The time frame in which the Senate would consider the measure has not been determined. Senate Majority Leader Bill Frist (R-Tenn.) said he has not yet spoken to the committee chairmen who would have jurisdiction over the legislation and offered a vague timeline of “the coming weeks [or] months” for possible consideration.

“I personally look forward to the opportunity to review the science, to review the ethical considerations of using stem cells for research,” said Frist, a transplant surgeon before he was elected to the Senate.

The first line of defense for opponents lies with Frist, who could refuse to call the bill up for consideration.

“I don’t think the Majority Leader is going to bring a bill like that up,” said Sen. John Cornyn (R-Texas).

But the chamber’s rules allow individual Senators to try to amend legislation and supporters of the measure acknowledged that might be the route they have to follow.

“I am not completely sanguine that we can somehow block consideration of this on the floor,” said Senate Republican Conference Chairman Rick Santorum (Pa.).

Santorum, who has close ties to the social conservative movement, said leaders in that community understand the Senate leadership may be unable to prevent the bill from advancing. But the Pennsylvania Republican added Bush’s veto threat should provide opponents the comfort that it will not become law.

“The big vote on this issue was in the House [Tuesday] and the fact there are 50 votes more than they need to sustain the president’s veto, as far as I am concerned the bill is dead,” he said.

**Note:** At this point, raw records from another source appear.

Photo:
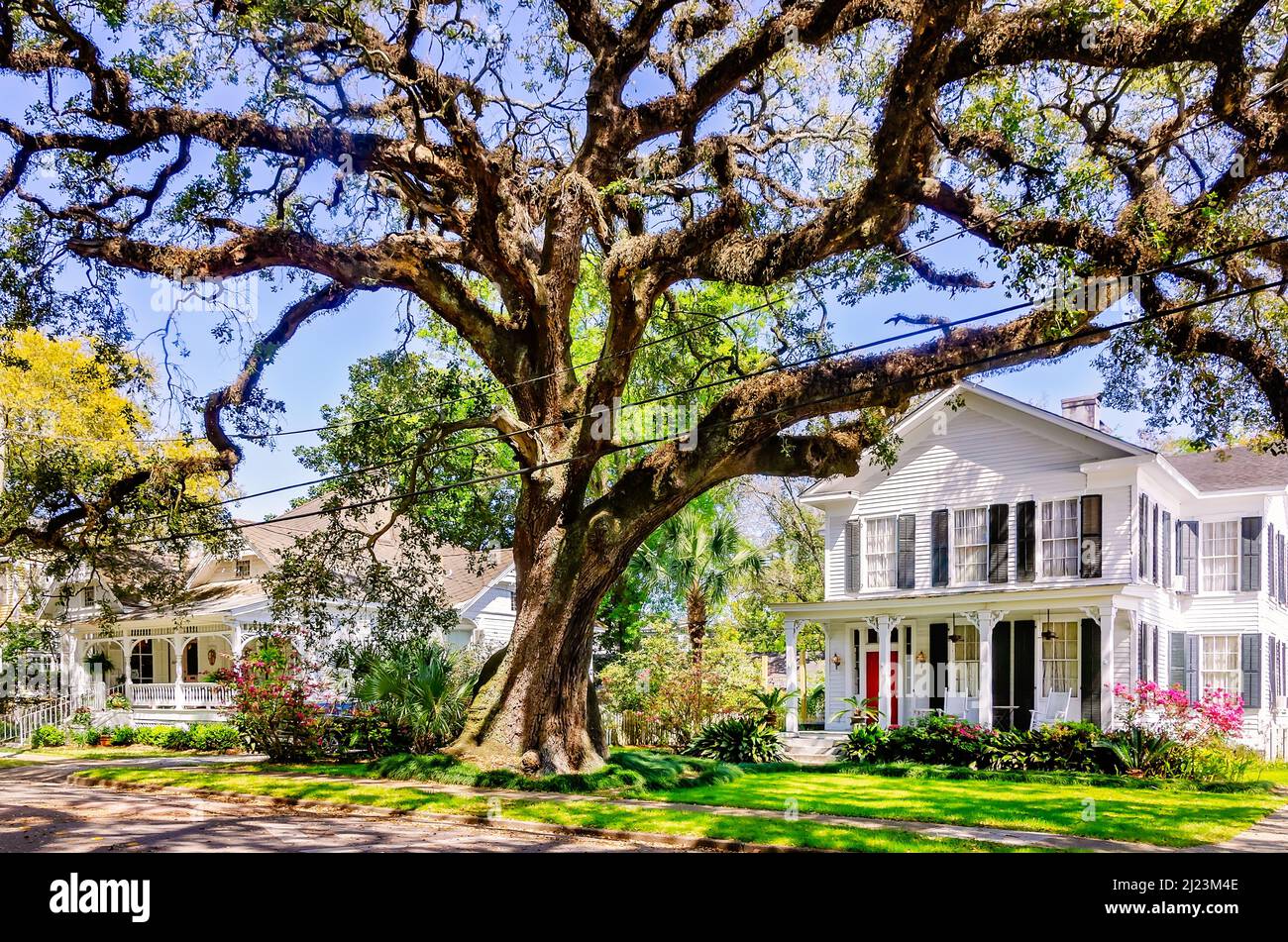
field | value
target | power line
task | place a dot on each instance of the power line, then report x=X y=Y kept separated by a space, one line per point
x=649 y=400
x=848 y=394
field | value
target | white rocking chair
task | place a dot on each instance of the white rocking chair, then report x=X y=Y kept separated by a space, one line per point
x=1056 y=709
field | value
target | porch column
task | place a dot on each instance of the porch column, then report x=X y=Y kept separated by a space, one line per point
x=884 y=680
x=790 y=667
x=984 y=622
x=1108 y=615
x=127 y=657
x=176 y=653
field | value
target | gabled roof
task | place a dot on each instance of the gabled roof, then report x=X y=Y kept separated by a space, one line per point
x=1232 y=469
x=923 y=411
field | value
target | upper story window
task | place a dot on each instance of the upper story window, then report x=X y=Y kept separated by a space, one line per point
x=1219 y=663
x=1060 y=537
x=1060 y=667
x=1222 y=556
x=880 y=552
x=970 y=545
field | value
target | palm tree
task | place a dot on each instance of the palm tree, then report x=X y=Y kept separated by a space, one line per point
x=417 y=687
x=696 y=558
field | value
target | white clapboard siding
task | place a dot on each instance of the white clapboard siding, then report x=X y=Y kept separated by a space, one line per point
x=979 y=460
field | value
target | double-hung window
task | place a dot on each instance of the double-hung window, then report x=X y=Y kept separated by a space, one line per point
x=970 y=545
x=1222 y=556
x=1219 y=663
x=1060 y=658
x=964 y=668
x=1060 y=537
x=880 y=552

The House and Senate are each required to muster two-thirds of their membership to over-ride a presidential veto.

Bush spokesman Scott McClellan reiterated the president’s opposition to the legislation Wednesday during a White House briefing.

“The president’s policy is that we should not be using public dollars for the destruction of life, and that’s where he believes strongly, in that ethical line and that we should not cross that ethical line,” McClellan said.

It would be Bush’s first veto since taking office in January 2001. Rep. Mike Castle (R-Del.), a leading co-sponsor of the House bill, said he was not prepared to declare that backers would have the votes in the House to override a presidential veto. But Senate Judiciary Chairman Arlen Specter (R-Pa.) expressed confidence the two-thirds threshold would be reached in the Senate to overturn the veto.

“I think if it really comes down to a showdown, we will have enough [votes] in the United States Senate to override a veto,” Specter said.

A less controversial bill that has a chance of being approved by Congress would fund research on stem cells harvested from umbilical cords. That bill was overwhelmingly approved by the House Tuesday and Brownback said he hopes his colleagues focus their attention on that legislation.